Note

This is an *abbreviated* version of the documentation for POPPY,
included here as a brief summary relevant for WebbPSF. For more comprehensive
documentation for POPPY please see the full POPPY documentation

**Introduction:**

The module `poppy` implements an object-oriented system for modeling physical optics
propagation with diffraction, particularly for telescopic and coronagraphic
imaging. Right now only image and pupil planes are supported; intermediate
planes are a future goal.

Poppy also includes a system for modeling a complete instrument (including optical propagation, synthetic photometry, and pointing jitter), and a variety of useful utility functions for analysing and plotting PSFs, documented below.

Note

This code makes use of the python standard module `logging` for
output information. Top-level details of the calculation are output at
level `logging.INFO`, while details of the propagation through each
optical plane are printed at level `logging.DEBUG`. See the Python
logging documentation for an explanation of how to redirect the
`poppy` logger to the screen, a textfile, or any other log
destination of your choice.

**Key Concepts:**

To model optical propagation, Poppy implements an object-oriented system for
representing an optical train. There are a variety of `OpticalElement` classes
representing both physical elements as apertures, mirrors, and apodizers, and
also implicit operations on wavefronts, such as rotations or tilts. Each
`OpticalElement` may be defined either via analytic functions (e.g. a simple
circular aperture) or by numerical input FITS files (e.g. the complex JWST
aperture with appropriate per-segment WFE). A series of such `OpticalElements` is
chained together in order in an `OpticalSystem` class. That class is capable of generating
`Wavefronts` (another class) suitable for propagation through the desired elemeents
(with correct array size and sampling), and then performing the optical propagation onto
the final image plane.

There is an even higher level class `Instrument` which adds support
for selectable instrument mechanisms (such as filter wheels, pupil stops, etc).
In particular it adds support for computing via synthetic photometry the
appropriate weights for multiwavelength computations through a spectral
bandpass filter, and for PSF blurring due to pointing jitter (neither of which
effects are modeled by `OpticalSystem`). Given a specified
instrument configuration, an appropriate `OpticalSystem` is
generated, the appropriate wavelengths and weights are calculated based on the
bandpass filter and target source spectrum, the PSF is calculated, and
optionally is then convolved with a blurring kernel due to pointing jitter.
All of the WebbPSF instruments are implemented by subclassing
`poppy.Instrument`.

Poppy presently assumes that optical propagation can be modeled using Fraunhofer diffraction (far-field), such that the relationship between pupil and image plane optics is given by two-dimensional Fourier transforms. Fresnel propagation is not currently supported.

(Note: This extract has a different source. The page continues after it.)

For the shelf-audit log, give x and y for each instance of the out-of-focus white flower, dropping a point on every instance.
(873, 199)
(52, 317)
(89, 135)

Two different algorithmic flavors of Fourier transforms are used in Poppy. The
familiar FFT algorithm is used for transformations between pupil and image
planes in the general case. This algorithm is relatively fast (*O(N log(N))*)
but imposes strict constraints on the relative sizes and samplings of pupil and
image plane arrays. Obtaining fine sampling in the image plane requires very
large oversized pupil plane arrays and vice versa, and image plane pixel
sampling becomes wavelength dependent. To avoid these constraints, for
transforms onto the final `Detector` plane, instead a Matrix Fourier Transform
(MFT) algorithm is used (See Soummer et al. 2007 Optics Express). This allows
computation of the PSF directly on the desired detector pixel scale or an
arbitrarily finely subsampled version therof. For equivalent array sizes *N*,
the MFT is slower than the FFT(*O(N^3)*), but in practice the ability to freely
choose a more appropriate *N* (and to avoid the need for post-FFT interpolation
onto a common pixel scale) more than makes up for this and the MFT is faster.